This document describes a change to the cluster metric to enhance the allocation efficiency of Ganeti’s htools.
Contents
Ganeti’s htools, which typically make all allocation and balancing decisions, greedily try to improve the cluster metric. So it is important that the cluster metric faithfully reflects the objectives of these operations. Currently the cluster metric is composed of counting violations (instances on offline nodes, nodes that are not N+1 redundant, etc) and the sum of standard deviations of relative resource usage of the individual nodes. The latter component is to ensure that all nodes equally bear the load of the instances. This is reasonable for resources where the total usage is independent of its distribution, as it is the case for CPU, disk, and total RAM. It is, however, not true for reserved memory. By distributing its secondaries more widespread over the cluster, a node can reduce its reserved memory without increasing it on other nodes. Not taking this aspect into account has lead to quite inefficient allocation of instances on the cluster (see example below).

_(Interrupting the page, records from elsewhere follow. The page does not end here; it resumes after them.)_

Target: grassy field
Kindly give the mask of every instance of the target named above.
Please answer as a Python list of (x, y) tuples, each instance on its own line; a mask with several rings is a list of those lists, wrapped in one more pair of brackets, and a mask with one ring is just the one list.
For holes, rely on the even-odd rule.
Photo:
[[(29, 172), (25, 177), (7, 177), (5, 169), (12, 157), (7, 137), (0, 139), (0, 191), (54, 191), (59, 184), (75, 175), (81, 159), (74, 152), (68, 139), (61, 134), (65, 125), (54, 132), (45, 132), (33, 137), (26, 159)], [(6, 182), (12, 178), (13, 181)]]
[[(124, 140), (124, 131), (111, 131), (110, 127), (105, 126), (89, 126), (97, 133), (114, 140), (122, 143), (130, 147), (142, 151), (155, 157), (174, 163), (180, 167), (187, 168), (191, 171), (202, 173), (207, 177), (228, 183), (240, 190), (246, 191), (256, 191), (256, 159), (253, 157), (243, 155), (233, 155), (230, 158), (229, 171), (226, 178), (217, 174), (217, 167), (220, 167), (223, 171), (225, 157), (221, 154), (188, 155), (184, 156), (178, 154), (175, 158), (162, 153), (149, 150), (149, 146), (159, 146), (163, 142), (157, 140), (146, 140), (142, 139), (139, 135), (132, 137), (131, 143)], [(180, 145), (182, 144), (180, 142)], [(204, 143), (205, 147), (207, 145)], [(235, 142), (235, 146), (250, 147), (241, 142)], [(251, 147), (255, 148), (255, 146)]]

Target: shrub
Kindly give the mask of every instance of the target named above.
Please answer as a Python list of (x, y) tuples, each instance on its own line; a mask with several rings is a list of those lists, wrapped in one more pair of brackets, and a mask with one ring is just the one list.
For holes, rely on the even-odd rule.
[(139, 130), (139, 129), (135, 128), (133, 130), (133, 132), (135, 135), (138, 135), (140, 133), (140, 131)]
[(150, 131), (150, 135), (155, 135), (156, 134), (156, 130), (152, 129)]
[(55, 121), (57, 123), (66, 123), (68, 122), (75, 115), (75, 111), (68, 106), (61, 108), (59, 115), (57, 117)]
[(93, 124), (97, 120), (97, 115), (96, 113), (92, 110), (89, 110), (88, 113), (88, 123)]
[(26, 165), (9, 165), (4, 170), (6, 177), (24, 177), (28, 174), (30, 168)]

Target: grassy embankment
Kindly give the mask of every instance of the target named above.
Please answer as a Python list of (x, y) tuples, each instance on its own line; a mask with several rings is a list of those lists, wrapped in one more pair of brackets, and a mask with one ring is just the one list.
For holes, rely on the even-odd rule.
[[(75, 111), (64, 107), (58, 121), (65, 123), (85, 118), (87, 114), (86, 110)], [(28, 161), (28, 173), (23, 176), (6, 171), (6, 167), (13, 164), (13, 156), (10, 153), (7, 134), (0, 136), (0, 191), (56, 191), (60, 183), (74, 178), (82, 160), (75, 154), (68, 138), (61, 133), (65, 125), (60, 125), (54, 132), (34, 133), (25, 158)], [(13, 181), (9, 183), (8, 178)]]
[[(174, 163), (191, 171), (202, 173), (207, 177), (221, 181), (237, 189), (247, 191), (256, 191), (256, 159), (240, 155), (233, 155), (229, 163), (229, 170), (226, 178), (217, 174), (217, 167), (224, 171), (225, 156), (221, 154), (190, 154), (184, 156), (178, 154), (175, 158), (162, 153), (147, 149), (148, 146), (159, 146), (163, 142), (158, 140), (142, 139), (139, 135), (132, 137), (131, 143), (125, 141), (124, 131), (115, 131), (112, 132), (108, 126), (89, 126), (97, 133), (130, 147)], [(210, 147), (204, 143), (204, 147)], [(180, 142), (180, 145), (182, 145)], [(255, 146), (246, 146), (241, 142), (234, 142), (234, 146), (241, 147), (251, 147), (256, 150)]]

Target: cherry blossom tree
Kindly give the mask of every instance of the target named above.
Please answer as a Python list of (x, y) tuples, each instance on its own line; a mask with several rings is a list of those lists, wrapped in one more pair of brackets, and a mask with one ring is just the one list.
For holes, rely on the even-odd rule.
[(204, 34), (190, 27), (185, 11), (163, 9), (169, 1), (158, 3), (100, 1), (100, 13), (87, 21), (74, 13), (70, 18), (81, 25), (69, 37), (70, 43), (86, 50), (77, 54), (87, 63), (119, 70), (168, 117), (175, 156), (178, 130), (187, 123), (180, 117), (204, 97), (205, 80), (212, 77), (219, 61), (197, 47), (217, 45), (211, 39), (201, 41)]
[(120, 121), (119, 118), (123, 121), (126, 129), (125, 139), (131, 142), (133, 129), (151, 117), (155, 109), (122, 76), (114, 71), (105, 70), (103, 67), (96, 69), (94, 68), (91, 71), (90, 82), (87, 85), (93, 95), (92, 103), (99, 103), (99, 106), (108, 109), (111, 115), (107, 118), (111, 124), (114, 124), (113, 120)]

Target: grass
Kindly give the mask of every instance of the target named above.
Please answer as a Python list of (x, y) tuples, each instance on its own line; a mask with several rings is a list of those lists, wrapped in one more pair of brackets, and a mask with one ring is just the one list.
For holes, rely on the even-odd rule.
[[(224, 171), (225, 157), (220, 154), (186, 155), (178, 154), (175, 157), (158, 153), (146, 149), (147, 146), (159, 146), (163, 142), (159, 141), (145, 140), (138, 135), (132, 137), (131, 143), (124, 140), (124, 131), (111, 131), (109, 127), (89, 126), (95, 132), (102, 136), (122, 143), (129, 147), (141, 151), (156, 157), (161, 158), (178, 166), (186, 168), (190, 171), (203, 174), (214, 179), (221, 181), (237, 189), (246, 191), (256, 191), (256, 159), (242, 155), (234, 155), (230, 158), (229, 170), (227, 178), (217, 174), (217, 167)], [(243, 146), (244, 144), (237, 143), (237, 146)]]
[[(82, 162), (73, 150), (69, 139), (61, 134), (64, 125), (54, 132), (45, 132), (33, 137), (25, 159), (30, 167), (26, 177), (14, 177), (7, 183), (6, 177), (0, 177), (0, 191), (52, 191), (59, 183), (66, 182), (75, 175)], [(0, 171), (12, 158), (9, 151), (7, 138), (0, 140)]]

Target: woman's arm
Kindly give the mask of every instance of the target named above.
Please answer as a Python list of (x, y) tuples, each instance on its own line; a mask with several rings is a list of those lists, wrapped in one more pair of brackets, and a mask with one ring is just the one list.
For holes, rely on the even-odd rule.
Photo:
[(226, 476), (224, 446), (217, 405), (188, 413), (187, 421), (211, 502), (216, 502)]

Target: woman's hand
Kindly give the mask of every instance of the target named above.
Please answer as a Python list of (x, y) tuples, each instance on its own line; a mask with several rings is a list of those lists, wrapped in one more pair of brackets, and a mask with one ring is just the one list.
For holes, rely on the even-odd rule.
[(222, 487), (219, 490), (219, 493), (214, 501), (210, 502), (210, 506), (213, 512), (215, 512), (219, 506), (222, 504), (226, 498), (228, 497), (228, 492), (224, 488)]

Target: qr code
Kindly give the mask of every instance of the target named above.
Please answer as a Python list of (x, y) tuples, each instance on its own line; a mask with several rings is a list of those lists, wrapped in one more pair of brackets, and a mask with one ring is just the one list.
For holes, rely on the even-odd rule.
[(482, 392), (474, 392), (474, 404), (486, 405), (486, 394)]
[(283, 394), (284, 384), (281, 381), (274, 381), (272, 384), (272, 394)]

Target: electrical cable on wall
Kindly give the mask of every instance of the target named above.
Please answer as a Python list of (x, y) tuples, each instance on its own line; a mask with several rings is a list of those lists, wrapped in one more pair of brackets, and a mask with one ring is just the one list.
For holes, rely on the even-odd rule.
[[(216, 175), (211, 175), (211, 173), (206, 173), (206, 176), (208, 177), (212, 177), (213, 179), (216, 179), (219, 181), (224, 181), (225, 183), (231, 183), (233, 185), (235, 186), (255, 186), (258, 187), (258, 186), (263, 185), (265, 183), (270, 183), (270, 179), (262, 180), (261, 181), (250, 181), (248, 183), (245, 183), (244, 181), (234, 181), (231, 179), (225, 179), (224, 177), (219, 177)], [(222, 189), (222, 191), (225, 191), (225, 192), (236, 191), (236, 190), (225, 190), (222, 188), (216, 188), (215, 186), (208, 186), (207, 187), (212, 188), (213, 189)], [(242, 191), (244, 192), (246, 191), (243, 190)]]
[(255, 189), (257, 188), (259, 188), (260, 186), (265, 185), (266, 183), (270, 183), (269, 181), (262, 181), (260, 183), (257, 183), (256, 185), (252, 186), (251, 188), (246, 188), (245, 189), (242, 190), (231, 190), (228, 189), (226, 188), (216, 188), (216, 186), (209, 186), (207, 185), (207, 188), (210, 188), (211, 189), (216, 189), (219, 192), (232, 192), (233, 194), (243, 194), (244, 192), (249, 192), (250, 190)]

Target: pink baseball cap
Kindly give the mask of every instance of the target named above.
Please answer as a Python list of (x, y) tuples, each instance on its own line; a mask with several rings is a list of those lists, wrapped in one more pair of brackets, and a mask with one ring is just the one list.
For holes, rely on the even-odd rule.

A new additive component is added to the cluster metric. It is the sum over all nodes of the fraction of reserved memory. This way, moves and allocations that reduce the amount of memory reserved to ensure N+1 redundancy are favored.
Note that this component does not have the scaling of standard deviations of fractions, but, instead counts nodes reserved for N+1 redundancy. In an ideal allocation, this will not exceed 1. But bad allocations will violate this property. As waste of reserved memory is a more future-oriented problem than, e.g., current N+1 violations, we give the new component a relatively small weight of 0.25, so that counting current violations still dominate.
Another consequence of this metric change is that the value 0 is no longer obtainable: as soon as we have DRBD instance, we have to reserve memory. However, in most cases only differences of scores influence decissions made. In the few cases, were absolute values of the cluster score are specified, they are interpreted as relative to the theoretical minimum of the reserved memory score.
Consider the capacity of an empty cluster of 6 nodes, each capable of holding 10 instances; this can be measured, e.g., by hspace --simulate=p,6,204801,10241,21 --disk-template=drbd --standard-alloc=10240,1024,2. Without the metric change 34 standard instances are allocated. With the metric change, 48 standard instances are allocated. This is a 41% increase in utilization.